Фортинбрасов был незаменимым человеком, он мог достать все, в крайнем случае попросту выменять, а в еще более крайнем — дать кому следует надлежащую наводку…
Хранить у себя дома такие книжонки совершенно безопасно, полагали миллионеры новейших времен. Ни работникам УКГБ, ни БХСС при обыске не придет в голову обратить пристальное внимание на книжечки в линялых обложках, такие, скажем, как «Я» Маяковского или «Для голоса», ибо они не имели твердой цены, они были бесценны. Но откуда знать про то квартирным скакунам и ворам в законе, от которых нынче тоже никто надежно не застрахован?
Фортинбрасов был для страдальцев-миллионеров своего рода поставщиком, что не мешало ему оставаться истым собирателем и тонким знатоком редкой книги. Содержание как таковое не представляло для него никакой ценности, более того, особо почитались вообще неразрезанные экземпляры, которых никто никогда не раскрывал. Понятие редкой книги как бы сводилось к некоему абсолюту, воплощенному в наиединственнейшем экземпляре, недостижимой мечте всякого книжника. Тут вступал в силу закон обратных чисел. Изданная в количестве, порождение вала и масскультуры, книга никому не нужна. Она жертва толпы, суррогат всепожирателей макулатуры, коим неведома изысканная наука уникумов; их не охватит священный трепет при виде запрещенной инкунабулы пятнадцатого века или альды, эльзевиры, джунты… Им не понять человека, собравшего пятьсот двадцать девять различных изданий Вольтера, хотя ни странички этого оглядчивого бунтаря он и не помышлял читать за недостатком свободного времени. Да и к чему? Постигший науку уникумов знает: в этом мире нет ничего дороже условных ценностей! Ну разве мог предположить сэр Роберт Льюис Стивенсон, что выпущенная им четырнадцати лет от роду книжонка тиражом в семь экземпляров и раскрашенная самолично акварельными красками станет предметом вожделения коллекционеров всего мира, а стоимость ее превзойдет цену самого уникального средневекового замка? Надо ли объяснять, что Фортинбрасов являлся одним из тех немногих, кто прекрасно постиг науку уникумов.

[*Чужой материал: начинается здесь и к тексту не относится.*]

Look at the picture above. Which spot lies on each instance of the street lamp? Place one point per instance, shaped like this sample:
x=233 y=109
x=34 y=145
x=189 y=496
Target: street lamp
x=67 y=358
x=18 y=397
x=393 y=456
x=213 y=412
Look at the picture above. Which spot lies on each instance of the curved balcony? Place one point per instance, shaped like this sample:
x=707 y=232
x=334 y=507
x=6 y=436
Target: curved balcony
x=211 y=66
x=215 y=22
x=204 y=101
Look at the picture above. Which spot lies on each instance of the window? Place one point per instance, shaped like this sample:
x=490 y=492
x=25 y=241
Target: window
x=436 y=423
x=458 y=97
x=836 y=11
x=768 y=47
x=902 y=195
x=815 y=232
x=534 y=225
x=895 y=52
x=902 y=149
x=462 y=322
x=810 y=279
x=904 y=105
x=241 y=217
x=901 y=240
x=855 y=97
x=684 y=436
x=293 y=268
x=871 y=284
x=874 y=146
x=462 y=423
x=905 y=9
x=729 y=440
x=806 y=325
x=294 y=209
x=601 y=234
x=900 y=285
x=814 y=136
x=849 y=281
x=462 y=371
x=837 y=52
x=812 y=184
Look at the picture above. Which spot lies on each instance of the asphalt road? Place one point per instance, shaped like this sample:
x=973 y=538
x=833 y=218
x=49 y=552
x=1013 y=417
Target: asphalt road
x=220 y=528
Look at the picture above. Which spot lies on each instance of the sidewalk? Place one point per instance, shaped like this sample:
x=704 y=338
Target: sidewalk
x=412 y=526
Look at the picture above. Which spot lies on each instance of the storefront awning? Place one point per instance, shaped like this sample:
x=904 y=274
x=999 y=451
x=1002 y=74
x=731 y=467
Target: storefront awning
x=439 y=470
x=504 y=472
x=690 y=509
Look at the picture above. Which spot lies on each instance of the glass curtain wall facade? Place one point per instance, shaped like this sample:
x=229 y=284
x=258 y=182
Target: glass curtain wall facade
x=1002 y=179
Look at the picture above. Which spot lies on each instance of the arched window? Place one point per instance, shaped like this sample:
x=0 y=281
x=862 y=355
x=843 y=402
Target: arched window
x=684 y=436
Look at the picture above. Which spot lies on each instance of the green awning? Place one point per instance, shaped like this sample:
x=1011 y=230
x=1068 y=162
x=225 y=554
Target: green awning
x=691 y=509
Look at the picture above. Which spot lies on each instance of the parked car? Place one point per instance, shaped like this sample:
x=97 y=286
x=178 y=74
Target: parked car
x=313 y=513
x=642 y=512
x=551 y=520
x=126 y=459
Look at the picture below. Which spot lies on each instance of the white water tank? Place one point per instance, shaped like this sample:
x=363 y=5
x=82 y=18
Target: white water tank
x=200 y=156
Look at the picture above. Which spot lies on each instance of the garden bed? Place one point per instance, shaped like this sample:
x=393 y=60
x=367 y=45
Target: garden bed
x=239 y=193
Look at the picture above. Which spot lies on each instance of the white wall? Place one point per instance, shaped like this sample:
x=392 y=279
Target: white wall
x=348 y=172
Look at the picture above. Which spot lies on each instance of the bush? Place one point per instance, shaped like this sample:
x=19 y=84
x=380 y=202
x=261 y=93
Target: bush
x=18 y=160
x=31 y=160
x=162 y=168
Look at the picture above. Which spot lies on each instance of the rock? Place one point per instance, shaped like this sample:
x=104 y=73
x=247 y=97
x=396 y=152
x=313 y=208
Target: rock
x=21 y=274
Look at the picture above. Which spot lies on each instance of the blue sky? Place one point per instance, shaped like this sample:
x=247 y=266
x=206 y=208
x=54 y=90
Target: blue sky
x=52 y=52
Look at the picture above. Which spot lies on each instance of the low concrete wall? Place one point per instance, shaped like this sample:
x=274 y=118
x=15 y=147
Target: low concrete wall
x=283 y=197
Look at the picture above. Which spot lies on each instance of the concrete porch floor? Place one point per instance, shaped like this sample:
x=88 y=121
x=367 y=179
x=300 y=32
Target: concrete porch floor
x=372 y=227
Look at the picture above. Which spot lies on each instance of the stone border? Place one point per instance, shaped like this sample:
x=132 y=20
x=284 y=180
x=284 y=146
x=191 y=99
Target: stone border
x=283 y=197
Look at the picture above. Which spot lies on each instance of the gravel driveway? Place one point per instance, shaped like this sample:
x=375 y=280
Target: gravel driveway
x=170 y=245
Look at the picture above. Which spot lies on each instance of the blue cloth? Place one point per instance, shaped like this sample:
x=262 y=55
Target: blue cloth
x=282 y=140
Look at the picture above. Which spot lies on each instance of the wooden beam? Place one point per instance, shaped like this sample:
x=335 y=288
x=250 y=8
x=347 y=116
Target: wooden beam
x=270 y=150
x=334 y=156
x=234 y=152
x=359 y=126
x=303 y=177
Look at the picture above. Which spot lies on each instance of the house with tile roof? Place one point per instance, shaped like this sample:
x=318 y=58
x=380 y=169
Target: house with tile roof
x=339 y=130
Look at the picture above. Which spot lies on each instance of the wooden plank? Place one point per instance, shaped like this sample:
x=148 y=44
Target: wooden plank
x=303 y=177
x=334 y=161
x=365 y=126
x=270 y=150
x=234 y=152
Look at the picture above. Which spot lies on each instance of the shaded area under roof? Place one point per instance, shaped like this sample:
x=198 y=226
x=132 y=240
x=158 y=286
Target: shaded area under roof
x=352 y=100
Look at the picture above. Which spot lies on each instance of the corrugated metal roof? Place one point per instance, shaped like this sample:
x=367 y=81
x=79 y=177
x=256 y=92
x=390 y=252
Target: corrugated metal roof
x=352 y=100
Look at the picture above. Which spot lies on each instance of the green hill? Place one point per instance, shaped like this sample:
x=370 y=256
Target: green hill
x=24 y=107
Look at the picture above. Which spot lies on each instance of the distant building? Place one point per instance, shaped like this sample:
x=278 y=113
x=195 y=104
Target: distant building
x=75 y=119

Он никогда никому ничего не предлагал сам, предпочитая оставаться ненавязчивым, незаметным, не мельтешил перед глазами. Встреть вы его в воскресный день у памятника первопечатнику Ивану Федорову, где имели обыкновение в прежние годы собираться книголюбы, вы бы заметили, что он всегда держался в сторонке от шумной толпы, не разделял ни ее вкусов, ни мелочной алчности наживщиков и конечно же не пытался всучить походя за полцены какой-нибудь раритет без страниц. Ему звонили, теребили вопросами и просьбами достать ту или иную редкость, необходимую позарез для работы книгу.
— Игнатий, срочно нужен Яков Беме и Сведенборг! Нет ли ранних средневековых мистиков? Срочно требуются досократики! Нет ли Бердяева, Флоренского, Василия Васильевича Розанова? А может, найдется какая-нибудь плохонькая средневековая инкунабула? Может, завалялась случаем книжонка из коллекции кардинала и неистового собирателя Мазарини? Нет ли рукописных посланий гетмана Мазепы с красными сургучными печатями на черных шелковых шнурах?
— Есть! — коротко и негромко отвечал Фортинбрасов, глядя на клиента со скучающим, отстраненным видом, словно лениво прикидывал в уме — а оценит ли должным образом сей гражданин в клетчатой рубахе-ковбойке отечественного производства досократиков?
Все книжники знали: торговаться с Фортинбрасовым бесполезно. Не только бесполезно, но и унизительно! А главное — себе же во вред, ибо тем самым вы роняли собственное достоинство в его глазах. Он никогда не требовал астрономических цен, хотя конечно же перехлестывал магазинные. Но вы избавлялись от хлопот, необходимости рыскать по прилавкам всего города, что зачастую оказывалось совершенно безрезультатным. Его услуги с готовностью оплачивали как труды некоего посреднического бюро по разысканию нужных редких книг. Стоило вам попытаться сбить цену, как Фортинбрасов тотчас терял к вам всякий интерес и сухо ронял, глядя куда-то в пространство повыше вашей макушки:
— Впрочем, извините, я забыл, у меня вчера просили эту книгу. Виноват, не могу ничем помочь.